Uma hérnia inguinal estrangulada é uma emergência cirúrgica devido ao risco de isquemia e necrose do conteúdo herniado. O acesso primário é a inguinotomia, permitindo a avaliação da viabilidade intestinal. A laparotomia é reservada para casos de dúvida de viabilidade ou necessidade de ressecção intestinal extensa, ou quando há sinais de peritonite difusa.
A hérnia inguinal estrangulada representa uma complicação grave da hérnia inguinal, caracterizada pela isquemia e potencial necrose do conteúdo herniado devido à compressão vascular. É uma emergência cirúrgica que exige intervenção imediata para evitar complicações como perfuração intestinal, peritonite e sepse, que podem ser fatais. A incidência de estrangulamento é maior em hérnias femorais, mas pode ocorrer em qualquer tipo de hérnia. O diagnóstico é clínico, baseado na história de uma hérnia irredutível associada a dor intensa, sinais de obstrução intestinal e, em casos avançados, sinais de toxicidade sistêmica. O tratamento é sempre cirúrgico de urgência. A via de acesso preferencial é a inguinotomia, que permite a exploração do saco herniário, avaliação da viabilidade do conteúdo e sua redução.

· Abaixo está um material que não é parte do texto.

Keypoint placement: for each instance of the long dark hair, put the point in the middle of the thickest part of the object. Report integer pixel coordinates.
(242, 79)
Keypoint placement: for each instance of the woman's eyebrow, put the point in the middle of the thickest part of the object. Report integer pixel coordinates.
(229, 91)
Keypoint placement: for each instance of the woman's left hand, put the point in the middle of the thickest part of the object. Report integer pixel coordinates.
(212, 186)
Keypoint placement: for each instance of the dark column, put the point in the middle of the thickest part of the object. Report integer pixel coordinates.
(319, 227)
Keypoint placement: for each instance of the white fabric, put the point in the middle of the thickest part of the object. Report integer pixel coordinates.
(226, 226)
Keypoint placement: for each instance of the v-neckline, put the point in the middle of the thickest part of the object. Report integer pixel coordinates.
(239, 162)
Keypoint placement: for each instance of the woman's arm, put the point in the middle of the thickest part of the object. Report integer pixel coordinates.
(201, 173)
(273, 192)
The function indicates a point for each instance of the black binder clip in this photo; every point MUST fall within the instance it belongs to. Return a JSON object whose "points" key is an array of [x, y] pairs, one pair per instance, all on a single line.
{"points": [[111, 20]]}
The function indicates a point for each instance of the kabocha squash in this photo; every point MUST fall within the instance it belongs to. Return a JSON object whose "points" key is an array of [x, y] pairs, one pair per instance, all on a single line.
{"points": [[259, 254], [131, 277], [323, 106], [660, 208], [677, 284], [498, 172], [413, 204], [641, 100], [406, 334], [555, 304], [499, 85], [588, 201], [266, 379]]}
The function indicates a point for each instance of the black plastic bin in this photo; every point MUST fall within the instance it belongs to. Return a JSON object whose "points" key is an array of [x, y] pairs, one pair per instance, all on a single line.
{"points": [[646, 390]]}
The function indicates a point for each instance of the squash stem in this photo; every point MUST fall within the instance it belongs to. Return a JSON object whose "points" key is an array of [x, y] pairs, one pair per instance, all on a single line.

Se houver dúvida sobre a viabilidade intestinal ou necessidade de ressecção de um segmento necrótico, pode ser necessária a extensão da incisão ou a realização de uma laparotomia exploradora. Após a redução do conteúdo viável, a hérnia é reparada. No entanto, em casos de contaminação (por exemplo, perfuração intestinal), o uso de tela protética é contraindicado devido ao risco de infecção. Nesses casos, a reparação é feita por sutura primária. O prognóstico depende da rapidez do diagnóstico e da intervenção, sendo que atrasos aumentam significativamente a morbidade e mortalidade.
Os sinais de uma hérnia inguinal estrangulada incluem dor intensa e súbita na região da hérnia, inredutibilidade da massa, sinais de obstrução intestinal (náuseas, vômitos, distensão abdominal), e sinais sistêmicos como febre, taquicardia e leucocitose, indicando isquemia ou necrose do conteúdo herniado.
A laparotomia é indicada quando há dúvida sobre a viabilidade do conteúdo intestinal após a redução pela inguinotomia, quando há necessidade de ressecção de um segmento intestinal necrótico que não pode ser adequadamente acessado pela inguinotomia, ou em casos de peritonite difusa.
O uso de tela de polipropileno é formalmente contraindicado em hérnias estranguladas com contaminação bacteriana (por exemplo, em caso de perfuração intestinal ou necrose com extravasamento de conteúdo), devido ao alto risco de infecção da tela, que pode levar à falha da reparação e complicações graves.